Model calibration is a necessary process for validating the geological model. Unfortunately, calibration requires multiple changes to the boundary conditions and vertical recharge (infiltration). In the beginning, input rainfall rates were the average among the values measured on the day before and after groundwater head measurement. Subsequently, the recharge value was obtained from the average precipitation that occurred in the range between the five days before and after groundwater head measurement.

Another boundary condition that was modified several times was the upgradient constant head. In this case, adjustments were made by changing the position and value of the constant head in the upgradient part of the study area. These changes were applied using the information contained within the reconstructed groundwater head contour maps that were developed interpolating groundwater heads measured during the Sardinia Region study (2009) [80].

The groundwater contour map comparison from 1993 to 2021 showed an increase in hydraulic gradient, mainly in the eastern area of the plain close to the lagoon and sea. A possible cause might be the increase in the active exploitation of groundwater within the plain. The main groundwater flow direction is W-E, even if a secondary one, NNW-SSE, was considered.

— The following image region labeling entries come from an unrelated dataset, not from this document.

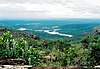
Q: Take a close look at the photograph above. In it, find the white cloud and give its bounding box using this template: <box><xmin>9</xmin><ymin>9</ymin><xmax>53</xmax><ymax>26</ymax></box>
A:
<box><xmin>0</xmin><ymin>0</ymin><xmax>100</xmax><ymax>19</ymax></box>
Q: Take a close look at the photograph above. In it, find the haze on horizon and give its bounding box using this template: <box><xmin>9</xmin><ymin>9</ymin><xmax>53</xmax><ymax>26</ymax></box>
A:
<box><xmin>0</xmin><ymin>0</ymin><xmax>100</xmax><ymax>20</ymax></box>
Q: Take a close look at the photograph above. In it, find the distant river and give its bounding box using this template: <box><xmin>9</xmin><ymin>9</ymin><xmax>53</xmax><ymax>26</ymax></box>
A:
<box><xmin>0</xmin><ymin>19</ymin><xmax>100</xmax><ymax>39</ymax></box>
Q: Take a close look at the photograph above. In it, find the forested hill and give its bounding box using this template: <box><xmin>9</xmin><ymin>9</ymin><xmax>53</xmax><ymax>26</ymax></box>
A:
<box><xmin>0</xmin><ymin>27</ymin><xmax>100</xmax><ymax>66</ymax></box>
<box><xmin>0</xmin><ymin>26</ymin><xmax>39</xmax><ymax>39</ymax></box>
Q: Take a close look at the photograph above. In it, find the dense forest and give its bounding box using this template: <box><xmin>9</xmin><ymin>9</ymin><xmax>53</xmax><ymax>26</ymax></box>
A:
<box><xmin>0</xmin><ymin>27</ymin><xmax>100</xmax><ymax>66</ymax></box>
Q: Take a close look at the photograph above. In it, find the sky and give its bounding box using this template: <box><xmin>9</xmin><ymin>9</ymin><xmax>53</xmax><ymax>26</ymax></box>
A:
<box><xmin>0</xmin><ymin>0</ymin><xmax>100</xmax><ymax>19</ymax></box>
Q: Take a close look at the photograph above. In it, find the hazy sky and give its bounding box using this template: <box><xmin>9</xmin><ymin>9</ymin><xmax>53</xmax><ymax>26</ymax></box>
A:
<box><xmin>0</xmin><ymin>0</ymin><xmax>100</xmax><ymax>19</ymax></box>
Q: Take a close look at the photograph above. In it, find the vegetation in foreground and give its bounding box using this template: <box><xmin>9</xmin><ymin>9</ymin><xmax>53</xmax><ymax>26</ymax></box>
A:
<box><xmin>0</xmin><ymin>26</ymin><xmax>100</xmax><ymax>66</ymax></box>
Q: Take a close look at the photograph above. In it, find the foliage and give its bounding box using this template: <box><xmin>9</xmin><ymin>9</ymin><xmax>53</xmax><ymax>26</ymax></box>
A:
<box><xmin>0</xmin><ymin>31</ymin><xmax>100</xmax><ymax>66</ymax></box>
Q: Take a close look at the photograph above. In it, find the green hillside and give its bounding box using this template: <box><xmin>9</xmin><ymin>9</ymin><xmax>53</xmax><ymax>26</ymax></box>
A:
<box><xmin>0</xmin><ymin>27</ymin><xmax>100</xmax><ymax>66</ymax></box>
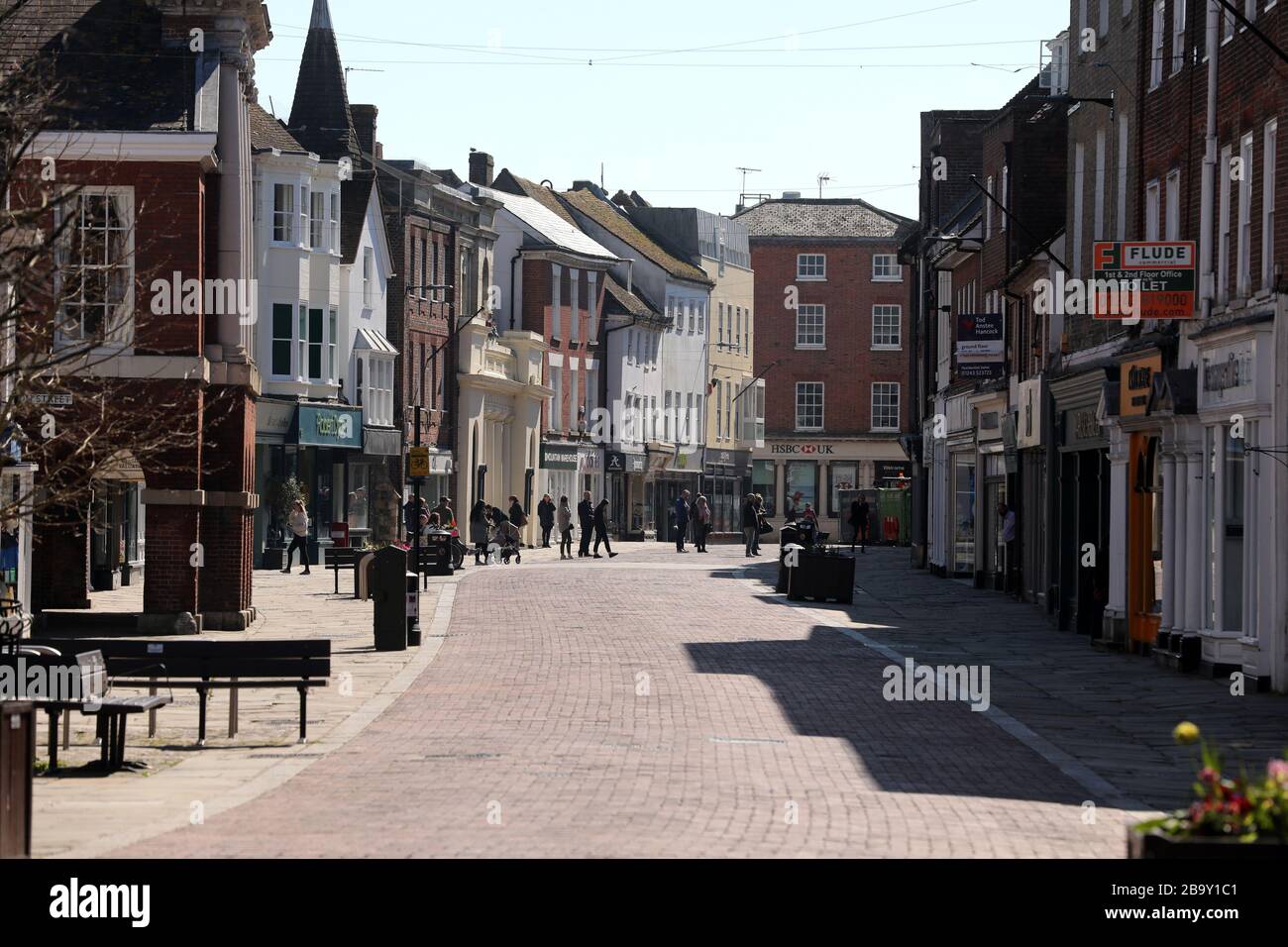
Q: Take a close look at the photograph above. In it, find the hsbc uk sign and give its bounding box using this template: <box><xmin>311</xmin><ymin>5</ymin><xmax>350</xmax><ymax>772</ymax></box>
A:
<box><xmin>769</xmin><ymin>445</ymin><xmax>836</xmax><ymax>455</ymax></box>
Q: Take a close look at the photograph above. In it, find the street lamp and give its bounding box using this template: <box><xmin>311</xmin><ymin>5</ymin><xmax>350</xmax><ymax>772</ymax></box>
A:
<box><xmin>407</xmin><ymin>286</ymin><xmax>490</xmax><ymax>574</ymax></box>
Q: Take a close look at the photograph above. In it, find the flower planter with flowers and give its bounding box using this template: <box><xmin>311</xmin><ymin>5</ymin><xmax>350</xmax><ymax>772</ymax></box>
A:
<box><xmin>1127</xmin><ymin>723</ymin><xmax>1288</xmax><ymax>858</ymax></box>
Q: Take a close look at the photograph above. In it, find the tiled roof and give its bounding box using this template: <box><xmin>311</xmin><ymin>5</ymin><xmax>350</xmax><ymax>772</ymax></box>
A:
<box><xmin>735</xmin><ymin>197</ymin><xmax>917</xmax><ymax>240</ymax></box>
<box><xmin>463</xmin><ymin>184</ymin><xmax>617</xmax><ymax>261</ymax></box>
<box><xmin>604</xmin><ymin>274</ymin><xmax>661</xmax><ymax>318</ymax></box>
<box><xmin>0</xmin><ymin>0</ymin><xmax>196</xmax><ymax>132</ymax></box>
<box><xmin>250</xmin><ymin>102</ymin><xmax>308</xmax><ymax>152</ymax></box>
<box><xmin>563</xmin><ymin>189</ymin><xmax>712</xmax><ymax>286</ymax></box>
<box><xmin>340</xmin><ymin>171</ymin><xmax>376</xmax><ymax>263</ymax></box>
<box><xmin>287</xmin><ymin>0</ymin><xmax>362</xmax><ymax>167</ymax></box>
<box><xmin>492</xmin><ymin>167</ymin><xmax>577</xmax><ymax>227</ymax></box>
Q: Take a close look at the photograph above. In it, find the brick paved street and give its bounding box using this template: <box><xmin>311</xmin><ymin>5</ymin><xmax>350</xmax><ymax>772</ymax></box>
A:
<box><xmin>93</xmin><ymin>545</ymin><xmax>1288</xmax><ymax>857</ymax></box>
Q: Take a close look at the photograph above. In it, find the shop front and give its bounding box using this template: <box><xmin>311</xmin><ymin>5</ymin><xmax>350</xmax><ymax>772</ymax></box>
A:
<box><xmin>602</xmin><ymin>451</ymin><xmax>653</xmax><ymax>541</ymax></box>
<box><xmin>1048</xmin><ymin>366</ymin><xmax>1118</xmax><ymax>638</ymax></box>
<box><xmin>255</xmin><ymin>399</ymin><xmax>363</xmax><ymax>569</ymax></box>
<box><xmin>0</xmin><ymin>438</ymin><xmax>39</xmax><ymax>622</ymax></box>
<box><xmin>537</xmin><ymin>441</ymin><xmax>580</xmax><ymax>509</ymax></box>
<box><xmin>1014</xmin><ymin>377</ymin><xmax>1051</xmax><ymax>605</ymax></box>
<box><xmin>1188</xmin><ymin>322</ymin><xmax>1285</xmax><ymax>689</ymax></box>
<box><xmin>702</xmin><ymin>447</ymin><xmax>752</xmax><ymax>543</ymax></box>
<box><xmin>751</xmin><ymin>437</ymin><xmax>910</xmax><ymax>543</ymax></box>
<box><xmin>1102</xmin><ymin>349</ymin><xmax>1167</xmax><ymax>653</ymax></box>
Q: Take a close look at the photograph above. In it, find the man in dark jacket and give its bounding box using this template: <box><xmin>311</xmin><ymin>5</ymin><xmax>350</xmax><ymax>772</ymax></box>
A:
<box><xmin>577</xmin><ymin>489</ymin><xmax>595</xmax><ymax>559</ymax></box>
<box><xmin>537</xmin><ymin>493</ymin><xmax>555</xmax><ymax>549</ymax></box>
<box><xmin>675</xmin><ymin>489</ymin><xmax>690</xmax><ymax>553</ymax></box>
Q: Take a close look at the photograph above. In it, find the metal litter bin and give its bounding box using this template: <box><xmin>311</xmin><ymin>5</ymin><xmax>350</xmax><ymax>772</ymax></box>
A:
<box><xmin>371</xmin><ymin>546</ymin><xmax>416</xmax><ymax>651</ymax></box>
<box><xmin>0</xmin><ymin>701</ymin><xmax>36</xmax><ymax>858</ymax></box>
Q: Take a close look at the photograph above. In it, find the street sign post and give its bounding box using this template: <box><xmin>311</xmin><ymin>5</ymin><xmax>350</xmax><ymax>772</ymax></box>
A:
<box><xmin>1089</xmin><ymin>240</ymin><xmax>1195</xmax><ymax>321</ymax></box>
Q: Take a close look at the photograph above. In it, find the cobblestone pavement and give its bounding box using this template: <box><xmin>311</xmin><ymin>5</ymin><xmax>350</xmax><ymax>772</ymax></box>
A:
<box><xmin>100</xmin><ymin>545</ymin><xmax>1288</xmax><ymax>857</ymax></box>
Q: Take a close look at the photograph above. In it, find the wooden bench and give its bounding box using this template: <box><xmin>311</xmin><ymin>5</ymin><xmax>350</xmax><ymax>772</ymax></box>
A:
<box><xmin>326</xmin><ymin>546</ymin><xmax>370</xmax><ymax>595</ymax></box>
<box><xmin>0</xmin><ymin>649</ymin><xmax>170</xmax><ymax>770</ymax></box>
<box><xmin>31</xmin><ymin>638</ymin><xmax>331</xmax><ymax>746</ymax></box>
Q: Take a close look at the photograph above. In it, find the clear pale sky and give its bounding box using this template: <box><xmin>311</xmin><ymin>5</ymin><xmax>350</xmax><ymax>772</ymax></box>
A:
<box><xmin>257</xmin><ymin>0</ymin><xmax>1069</xmax><ymax>217</ymax></box>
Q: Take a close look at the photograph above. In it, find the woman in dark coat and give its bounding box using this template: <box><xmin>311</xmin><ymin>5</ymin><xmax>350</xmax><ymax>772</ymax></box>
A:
<box><xmin>471</xmin><ymin>500</ymin><xmax>488</xmax><ymax>566</ymax></box>
<box><xmin>595</xmin><ymin>500</ymin><xmax>617</xmax><ymax>559</ymax></box>
<box><xmin>537</xmin><ymin>493</ymin><xmax>555</xmax><ymax>549</ymax></box>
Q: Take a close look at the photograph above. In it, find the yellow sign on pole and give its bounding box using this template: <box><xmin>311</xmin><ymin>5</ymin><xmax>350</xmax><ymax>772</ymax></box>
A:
<box><xmin>407</xmin><ymin>447</ymin><xmax>429</xmax><ymax>476</ymax></box>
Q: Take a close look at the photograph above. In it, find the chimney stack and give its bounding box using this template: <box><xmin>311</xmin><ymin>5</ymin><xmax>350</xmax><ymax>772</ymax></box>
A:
<box><xmin>349</xmin><ymin>106</ymin><xmax>383</xmax><ymax>163</ymax></box>
<box><xmin>471</xmin><ymin>149</ymin><xmax>496</xmax><ymax>187</ymax></box>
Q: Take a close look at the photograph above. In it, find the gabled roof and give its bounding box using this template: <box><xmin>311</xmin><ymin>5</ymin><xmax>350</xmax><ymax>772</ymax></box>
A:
<box><xmin>461</xmin><ymin>184</ymin><xmax>617</xmax><ymax>262</ymax></box>
<box><xmin>353</xmin><ymin>326</ymin><xmax>398</xmax><ymax>356</ymax></box>
<box><xmin>287</xmin><ymin>0</ymin><xmax>362</xmax><ymax>167</ymax></box>
<box><xmin>492</xmin><ymin>167</ymin><xmax>577</xmax><ymax>227</ymax></box>
<box><xmin>340</xmin><ymin>171</ymin><xmax>380</xmax><ymax>263</ymax></box>
<box><xmin>562</xmin><ymin>188</ymin><xmax>715</xmax><ymax>286</ymax></box>
<box><xmin>250</xmin><ymin>102</ymin><xmax>309</xmax><ymax>155</ymax></box>
<box><xmin>0</xmin><ymin>0</ymin><xmax>197</xmax><ymax>132</ymax></box>
<box><xmin>734</xmin><ymin>197</ymin><xmax>917</xmax><ymax>241</ymax></box>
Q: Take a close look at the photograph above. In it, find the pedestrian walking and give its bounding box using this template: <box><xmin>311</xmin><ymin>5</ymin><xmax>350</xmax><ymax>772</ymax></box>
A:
<box><xmin>555</xmin><ymin>496</ymin><xmax>572</xmax><ymax>559</ymax></box>
<box><xmin>751</xmin><ymin>493</ymin><xmax>770</xmax><ymax>556</ymax></box>
<box><xmin>997</xmin><ymin>502</ymin><xmax>1019</xmax><ymax>594</ymax></box>
<box><xmin>537</xmin><ymin>493</ymin><xmax>555</xmax><ymax>549</ymax></box>
<box><xmin>282</xmin><ymin>500</ymin><xmax>309</xmax><ymax>576</ymax></box>
<box><xmin>509</xmin><ymin>496</ymin><xmax>528</xmax><ymax>543</ymax></box>
<box><xmin>850</xmin><ymin>496</ymin><xmax>870</xmax><ymax>553</ymax></box>
<box><xmin>742</xmin><ymin>493</ymin><xmax>760</xmax><ymax>559</ymax></box>
<box><xmin>471</xmin><ymin>500</ymin><xmax>488</xmax><ymax>566</ymax></box>
<box><xmin>587</xmin><ymin>491</ymin><xmax>617</xmax><ymax>559</ymax></box>
<box><xmin>675</xmin><ymin>489</ymin><xmax>690</xmax><ymax>553</ymax></box>
<box><xmin>693</xmin><ymin>493</ymin><xmax>711</xmax><ymax>553</ymax></box>
<box><xmin>577</xmin><ymin>489</ymin><xmax>595</xmax><ymax>559</ymax></box>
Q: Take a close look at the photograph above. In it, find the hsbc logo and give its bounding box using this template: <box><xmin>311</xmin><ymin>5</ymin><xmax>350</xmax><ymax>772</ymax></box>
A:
<box><xmin>769</xmin><ymin>445</ymin><xmax>836</xmax><ymax>455</ymax></box>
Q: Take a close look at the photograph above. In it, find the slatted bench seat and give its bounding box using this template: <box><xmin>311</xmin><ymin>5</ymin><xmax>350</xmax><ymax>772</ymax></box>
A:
<box><xmin>31</xmin><ymin>638</ymin><xmax>331</xmax><ymax>746</ymax></box>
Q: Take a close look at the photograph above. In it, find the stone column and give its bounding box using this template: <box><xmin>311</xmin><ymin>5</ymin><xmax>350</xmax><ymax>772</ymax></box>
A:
<box><xmin>1158</xmin><ymin>430</ymin><xmax>1180</xmax><ymax>634</ymax></box>
<box><xmin>1102</xmin><ymin>424</ymin><xmax>1130</xmax><ymax>646</ymax></box>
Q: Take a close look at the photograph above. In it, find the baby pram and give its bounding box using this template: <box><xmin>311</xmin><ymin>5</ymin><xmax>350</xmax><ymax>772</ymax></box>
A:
<box><xmin>492</xmin><ymin>519</ymin><xmax>523</xmax><ymax>566</ymax></box>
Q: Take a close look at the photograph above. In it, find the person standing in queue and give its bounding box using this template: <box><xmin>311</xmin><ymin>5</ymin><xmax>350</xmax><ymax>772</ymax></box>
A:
<box><xmin>555</xmin><ymin>496</ymin><xmax>572</xmax><ymax>559</ymax></box>
<box><xmin>587</xmin><ymin>491</ymin><xmax>617</xmax><ymax>559</ymax></box>
<box><xmin>577</xmin><ymin>489</ymin><xmax>595</xmax><ymax>559</ymax></box>
<box><xmin>537</xmin><ymin>493</ymin><xmax>555</xmax><ymax>549</ymax></box>
<box><xmin>471</xmin><ymin>500</ymin><xmax>488</xmax><ymax>566</ymax></box>
<box><xmin>675</xmin><ymin>489</ymin><xmax>690</xmax><ymax>553</ymax></box>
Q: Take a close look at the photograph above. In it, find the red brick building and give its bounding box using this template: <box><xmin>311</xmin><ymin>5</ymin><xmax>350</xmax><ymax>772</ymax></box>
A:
<box><xmin>10</xmin><ymin>0</ymin><xmax>270</xmax><ymax>633</ymax></box>
<box><xmin>738</xmin><ymin>197</ymin><xmax>915</xmax><ymax>536</ymax></box>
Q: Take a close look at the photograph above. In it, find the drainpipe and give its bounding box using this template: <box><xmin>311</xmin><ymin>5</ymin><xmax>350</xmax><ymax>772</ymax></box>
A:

The simulated hydrogeological balance allowed us to check the aquifer state, including over-exploitation due to industrial and civil activities. However, to reach the best hydrogeological balance, it is necessary to have data related to all existing exploitation activities within the plain, which are missing at this stage of the project.

6. Conclusions

In this work, a robust approach was applied to derive a coupled hydrogeological and flow model using only borehole log and groundwater head data in clastic aquifers. The methodology was applied to the Capoterra Plain in Southern Sardinia (Italy), being a coastal aquifer marked by a highly heterogeneous distribution of mixed, alluvial and marine sediments.

The analysis of sedimentary rocks and the related depositional environments from the borehole logs allowed us to build stratigraphic sections for the studied area. The relevant aspect of this project is the use of Petrel 2021©, a software developed for oil and gas geological modelling, to create the hydrogeological model. In detail, Petrel 2021© was used to define the surfaces delimiting aquifer system units and distribute borehole log data within the hydrogeological model. To maintain the heterogeneity of the aquifer, granulometry percentages, obtained from the description of the lithological logs, were distributed according to the facies distribution. Afterwards, applying the bivariate algorithm, the hydraulic conductivity distribution was set up.

Consequently, ModelMuse was used to run the numerical flow model by importing the hydrogeological model previously created with Petrel 2021©. The numerical flow model of the study area was run after defining the boundary conditions. Model calibration by a trial-and-error procedure produced a good fit between the measured and simulated groundwater heads, highlighting the validity of the coupled hydrogeological and flow model. On the other hand, the model calibration also highlighted the interdependence of the groundwater head within the plain on the presence of multiple layers of fine sediments, influencing groundwater flow.

Overall, the combination of borehole log and groundwater head data allowed us to derive a robust coupled hydrogeological and groundwater flow model, as shown by the good fit of the calibration test. The final purpose of quantifying the hydrogeological balance at the basin scale and managing water abstractions has thus been significantly improved by adopting such software for the development of the hydrogeological model.